Only the operator compilation process information is collected during service re-run. The information includes compilation success or failure, reused memory, online compilation, and binary compilation results.

Whether the asys tool can collect the operator compilation process information depends on whether the NPU_COLLECT_PATH environment variable (used to set the path for saving fault information) is specified. If it is set, the system creates the /extra-info/ops/ subdirectory in the directory specified by the environment variable, creates op_compile_stats.log in the subdirectory, and writes the operator compilation process information to the log file. In this case, the asys tool can collect the operator compilation process information. If this environment variable is not set, the system does not generate the corresponding log file. Therefore, the asys tool does not collect the file.

Custom operator configuration information (*.json file)
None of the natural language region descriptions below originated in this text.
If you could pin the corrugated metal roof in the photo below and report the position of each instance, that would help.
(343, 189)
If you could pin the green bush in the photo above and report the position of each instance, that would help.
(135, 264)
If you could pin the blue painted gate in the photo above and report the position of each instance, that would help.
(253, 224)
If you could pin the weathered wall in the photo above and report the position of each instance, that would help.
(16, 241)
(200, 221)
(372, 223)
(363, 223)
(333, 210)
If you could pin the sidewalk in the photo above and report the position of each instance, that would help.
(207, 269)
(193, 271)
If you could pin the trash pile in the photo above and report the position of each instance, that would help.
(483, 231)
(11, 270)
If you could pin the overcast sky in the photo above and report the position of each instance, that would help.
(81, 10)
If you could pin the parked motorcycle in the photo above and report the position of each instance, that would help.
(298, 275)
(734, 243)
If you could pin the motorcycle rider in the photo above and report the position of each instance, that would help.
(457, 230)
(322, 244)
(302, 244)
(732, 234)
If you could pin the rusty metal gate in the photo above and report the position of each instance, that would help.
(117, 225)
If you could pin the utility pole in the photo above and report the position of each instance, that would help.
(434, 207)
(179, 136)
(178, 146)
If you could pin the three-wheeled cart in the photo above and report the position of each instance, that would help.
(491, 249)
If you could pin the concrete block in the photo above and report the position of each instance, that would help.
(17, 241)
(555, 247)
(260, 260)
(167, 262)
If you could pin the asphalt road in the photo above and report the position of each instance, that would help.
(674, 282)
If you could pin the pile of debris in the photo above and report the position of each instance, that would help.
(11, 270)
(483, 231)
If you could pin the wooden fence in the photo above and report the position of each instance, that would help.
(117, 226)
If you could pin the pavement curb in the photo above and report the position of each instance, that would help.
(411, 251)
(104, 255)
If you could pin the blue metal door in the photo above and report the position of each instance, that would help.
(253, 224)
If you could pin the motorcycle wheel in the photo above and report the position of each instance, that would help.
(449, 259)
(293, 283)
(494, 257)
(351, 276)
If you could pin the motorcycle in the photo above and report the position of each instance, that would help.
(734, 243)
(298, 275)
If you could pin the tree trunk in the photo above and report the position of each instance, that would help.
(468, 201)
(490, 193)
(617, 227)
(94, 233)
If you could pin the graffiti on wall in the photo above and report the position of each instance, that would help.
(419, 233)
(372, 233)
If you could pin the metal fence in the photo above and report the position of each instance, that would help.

Whether the asys tool can collect the custom operator configuration information depends on whether the following environment variables are set:

  • If the ASCEND_OPP_PATH environment variable (used to set the installation path of the operator library) is set, the asys tool collects the custom operator configuration information (that is, the config/*.json file) in the ${ASCEND_OPP_PATH}/vendors directory based on the load_priority field in the ${ASCEND_OPP_PATH}/vendors/config.ini file. Otherwise, the asys tool does not collect the information.
  • If the ASCEND_CUSTOM_OPP_PATH environment variable (used to set the installation path of the custom operator package) is set, the custom operator configuration information (that is, the config/*.json file) in the ${ASCEND_CUSTOM_OPP_PATH} directory is collected. Otherwise, the asys tool does not collect the information.

Commands executed in user cases

-

Binary information of the debugging version

Information in the ${ASCEND_OPP_PATH}/debug_kernel directory. You need to configure the ASCEND_OPP_PATH environment variable (used to set the installation directory of the operator library) in advance. If the ASCEND_OPP_PATH environment variable is not configured or incorrectly configured, the binary information of the debugging version is not collected by default.

For details about how to set environment variables, see Environment Variables.

Restrictions

  1. If more than one process is operated by the same user on a machine at the same time, the collected data may overlap.
  2. Only limited data can be collected by a non-root user. For details about the limitations, see the privilege requirements in Functions.
  3. The one-click tool cannot be used to collect fault information in cluster, container, VM, and cloud scenarios.
  4. The asys tool collects a large amount of maintenance and test information. Therefore, memory usage is involved. You are not advised to run multiple processes in parallel. Otherwise, an error may occur during the execution of the asys tool or the environment may encounter exceptions.
  5. This tool does not support the RC mode.